The Springboks’ decision to face the Wallabies without a renowned breakdown exponent will require an astute tactical adjustment, writes CRAIG LEWIS.
Make no mistake, the late withdrawal of David Pocock is a game changer for the Wallabies, with the dynamic loose forward having already racked up six turnovers over the first two rounds of the Rugby Championship (equal only with Malcolm Marx).
It places an additional onus on Australia captain Michael Hooper to make his mark at the breakdown, but there’s no doubt that the Bok forwards will now set him firmly in their crosshairs when cleaning out at the breakdown.
One way or another, the Boks’ approach to this facet of play is sure to be significantly different now that Marx and Francois Louw have been rotated to the bench.
Marx’s ability over the ball is well documented, but he is also a momentum-stopper on defence and a powerful ball-carrier, while Louw’s recall to the Boks had been largely based around his decision-making abilities at the breakdown.
Different personnel will necessitate a different approach, and in Bongi Mbonambi the Boks will look to rely on the work-rate of the tireless 27-year-old, and his accuracy as an active cleaner at the rucks.
Siya Kolisi reverts to openside flank and will be fiercely focused on providing competition at the breakdown, but on the whole, this is an area where the Springboks will need to make smart decisions on defence.
Without a renowned ‘jackal’, the Boks should look to limit overcommitting at the breakdown, while rather prioritising keeping numbers on defence against a Wallabies side that can be devastating with their hard running lines and interlinking set moves.
Besides looking to steamroll the Wallabies at the contact points, the Boks will be determined to achieve ascendancy at scrum time. Forwards coach Matt Proudfoot reiterated earlier this week that their intention was to replicate the physicality that carried them to victory in their Rugby Championship opener.

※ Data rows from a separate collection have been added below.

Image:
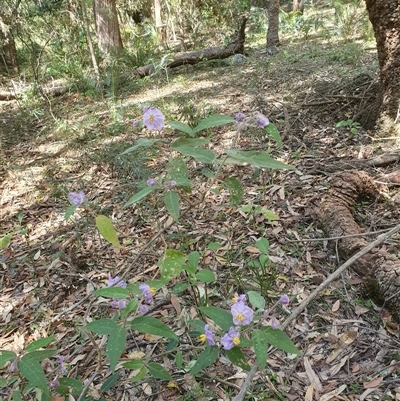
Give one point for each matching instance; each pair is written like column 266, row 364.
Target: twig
column 296, row 312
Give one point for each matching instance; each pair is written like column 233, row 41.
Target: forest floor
column 350, row 348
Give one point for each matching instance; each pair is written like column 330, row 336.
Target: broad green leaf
column 263, row 245
column 194, row 259
column 133, row 365
column 269, row 215
column 109, row 382
column 102, row 326
column 142, row 373
column 260, row 344
column 112, row 292
column 107, row 230
column 202, row 155
column 190, row 142
column 273, row 131
column 177, row 169
column 140, row 195
column 255, row 158
column 172, row 263
column 235, row 190
column 69, row 212
column 5, row 241
column 158, row 371
column 213, row 121
column 256, row 300
column 151, row 325
column 236, row 356
column 280, row 340
column 33, row 372
column 40, row 355
column 220, row 316
column 205, row 359
column 206, row 276
column 115, row 346
column 41, row 343
column 171, row 200
column 179, row 126
column 140, row 143
column 6, row 356
column 70, row 385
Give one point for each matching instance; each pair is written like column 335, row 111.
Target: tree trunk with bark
column 107, row 27
column 273, row 26
column 385, row 18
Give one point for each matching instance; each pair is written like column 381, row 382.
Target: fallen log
column 380, row 268
column 195, row 57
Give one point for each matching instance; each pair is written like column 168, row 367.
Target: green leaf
column 206, row 276
column 220, row 316
column 177, row 170
column 236, row 356
column 33, row 372
column 112, row 292
column 256, row 300
column 70, row 385
column 140, row 143
column 40, row 355
column 205, row 359
column 6, row 356
column 142, row 373
column 171, row 200
column 69, row 212
column 255, row 158
column 280, row 340
column 151, row 325
column 158, row 371
column 140, row 195
column 172, row 263
column 109, row 382
column 107, row 230
column 260, row 344
column 115, row 346
column 102, row 326
column 213, row 121
column 273, row 131
column 235, row 189
column 133, row 365
column 41, row 343
column 179, row 126
column 202, row 155
column 263, row 245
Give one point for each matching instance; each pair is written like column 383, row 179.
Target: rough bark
column 107, row 27
column 385, row 18
column 211, row 53
column 380, row 266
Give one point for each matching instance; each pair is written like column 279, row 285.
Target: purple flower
column 118, row 304
column 284, row 300
column 230, row 339
column 147, row 292
column 207, row 336
column 63, row 365
column 116, row 281
column 151, row 182
column 77, row 198
column 262, row 121
column 153, row 119
column 239, row 117
column 242, row 314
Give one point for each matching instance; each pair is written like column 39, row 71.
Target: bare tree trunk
column 385, row 18
column 107, row 27
column 273, row 26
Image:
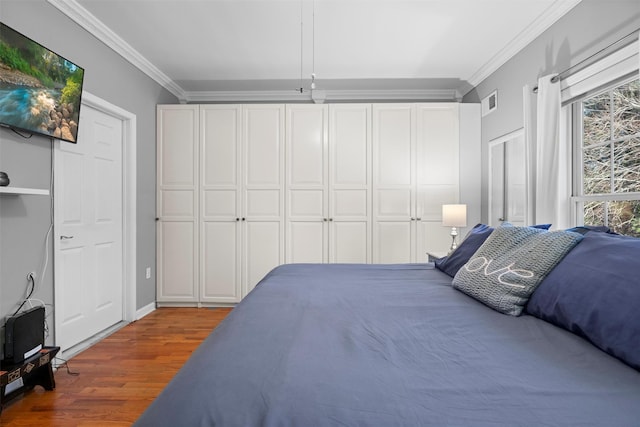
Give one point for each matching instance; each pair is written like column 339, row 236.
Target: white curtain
column 552, row 183
column 529, row 144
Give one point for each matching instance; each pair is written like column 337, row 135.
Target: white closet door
column 88, row 230
column 437, row 151
column 508, row 180
column 393, row 183
column 307, row 215
column 516, row 181
column 350, row 183
column 263, row 184
column 220, row 203
column 496, row 184
column 177, row 203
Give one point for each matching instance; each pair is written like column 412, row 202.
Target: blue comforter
column 390, row 345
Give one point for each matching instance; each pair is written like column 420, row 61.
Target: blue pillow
column 594, row 292
column 509, row 266
column 471, row 243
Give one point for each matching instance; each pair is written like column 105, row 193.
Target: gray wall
column 24, row 220
column 587, row 28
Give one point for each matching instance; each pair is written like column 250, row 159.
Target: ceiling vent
column 490, row 103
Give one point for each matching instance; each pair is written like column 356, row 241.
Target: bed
column 399, row 345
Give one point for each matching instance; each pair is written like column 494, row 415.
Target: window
column 607, row 158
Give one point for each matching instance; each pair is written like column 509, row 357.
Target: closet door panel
column 350, row 242
column 177, row 203
column 306, row 183
column 263, row 191
column 437, row 151
column 176, row 261
column 263, row 250
column 220, row 203
column 393, row 182
column 220, row 262
column 393, row 243
column 350, row 183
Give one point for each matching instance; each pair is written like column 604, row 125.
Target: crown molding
column 80, row 15
column 558, row 9
column 89, row 22
column 326, row 95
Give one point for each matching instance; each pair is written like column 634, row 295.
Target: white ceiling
column 218, row 49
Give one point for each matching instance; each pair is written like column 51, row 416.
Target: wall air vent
column 490, row 103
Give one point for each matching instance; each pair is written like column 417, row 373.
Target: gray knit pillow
column 510, row 264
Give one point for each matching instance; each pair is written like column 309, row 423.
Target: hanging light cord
column 300, row 89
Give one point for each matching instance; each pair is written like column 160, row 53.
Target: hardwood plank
column 120, row 375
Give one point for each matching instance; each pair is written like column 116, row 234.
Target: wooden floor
column 119, row 376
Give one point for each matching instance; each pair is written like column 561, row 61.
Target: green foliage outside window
column 611, row 157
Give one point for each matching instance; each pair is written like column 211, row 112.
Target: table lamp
column 454, row 216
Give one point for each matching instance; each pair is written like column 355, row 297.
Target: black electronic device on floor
column 24, row 335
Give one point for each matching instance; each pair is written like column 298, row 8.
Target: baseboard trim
column 147, row 309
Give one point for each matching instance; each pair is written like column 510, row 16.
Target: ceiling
column 240, row 50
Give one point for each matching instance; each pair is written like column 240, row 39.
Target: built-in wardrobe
column 244, row 188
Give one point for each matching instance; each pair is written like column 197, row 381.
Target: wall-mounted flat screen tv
column 40, row 91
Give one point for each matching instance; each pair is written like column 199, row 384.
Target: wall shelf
column 23, row 191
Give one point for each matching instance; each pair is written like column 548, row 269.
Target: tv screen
column 40, row 91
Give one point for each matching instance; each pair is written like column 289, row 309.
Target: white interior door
column 508, row 180
column 394, row 182
column 350, row 183
column 177, row 203
column 438, row 171
column 496, row 184
column 516, row 181
column 263, row 183
column 306, row 182
column 220, row 203
column 88, row 229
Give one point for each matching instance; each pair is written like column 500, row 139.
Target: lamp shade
column 454, row 215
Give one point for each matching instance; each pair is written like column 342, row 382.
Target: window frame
column 575, row 114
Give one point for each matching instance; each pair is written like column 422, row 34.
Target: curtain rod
column 624, row 41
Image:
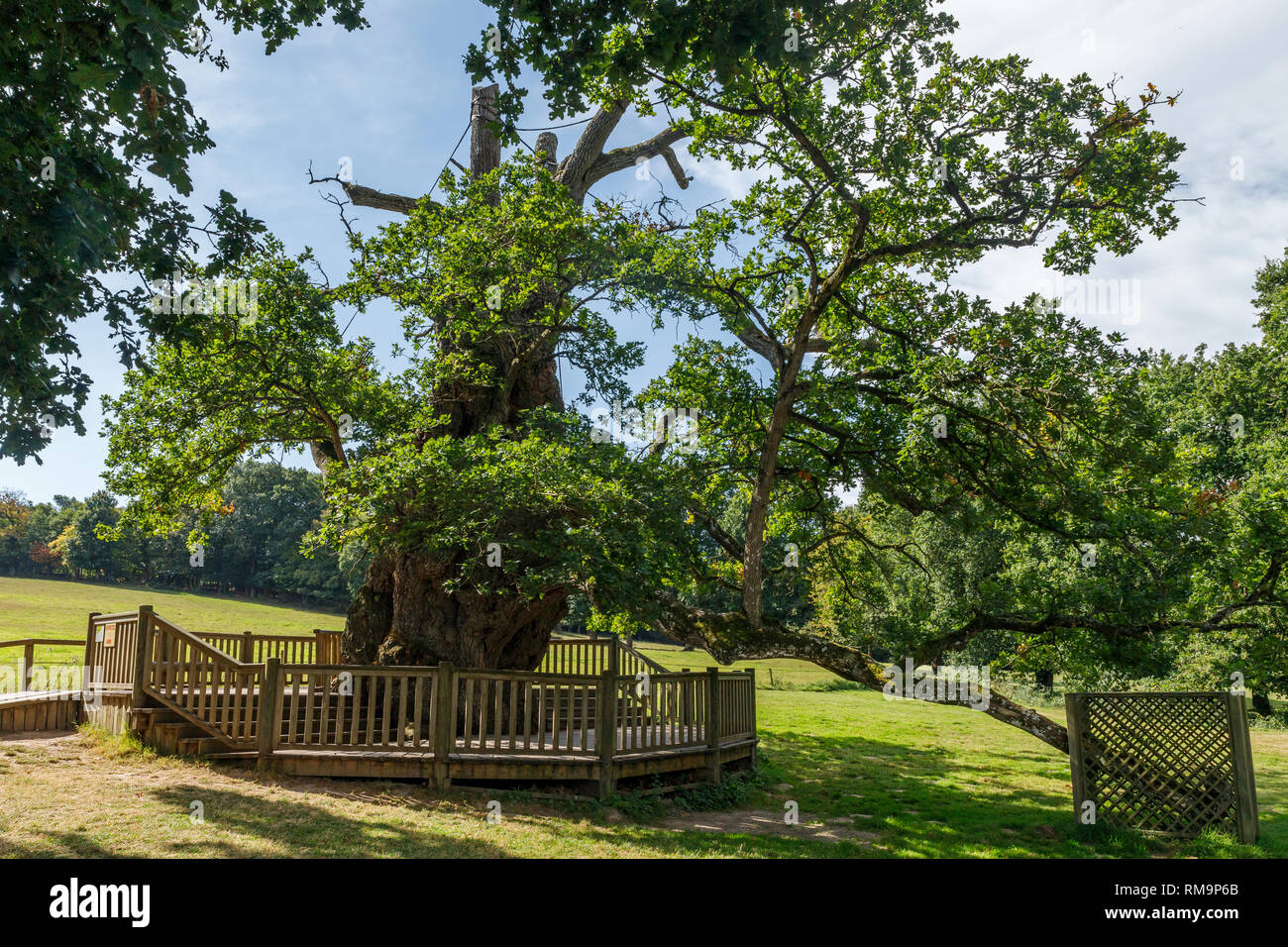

In order to keep the ball away from Hooper, the Boks will stick to a plan of keeping it tight and using their driving maul to literally keep the ball off the ground and to build momentum through that platform.
Pieter-Steph du Toit’s inclusion does provide the Springboks with additional strength at the lineout, but his mobility and fitness will be tested by an Australian team that will look to move the visitors around.
Saturday’s clash is ultimately shaping up to be a battle of brains and brawn, and a new-look Bok team will need to display accurate adaptability in aiming to wear down the Aussies before unleashing a star-studded bench.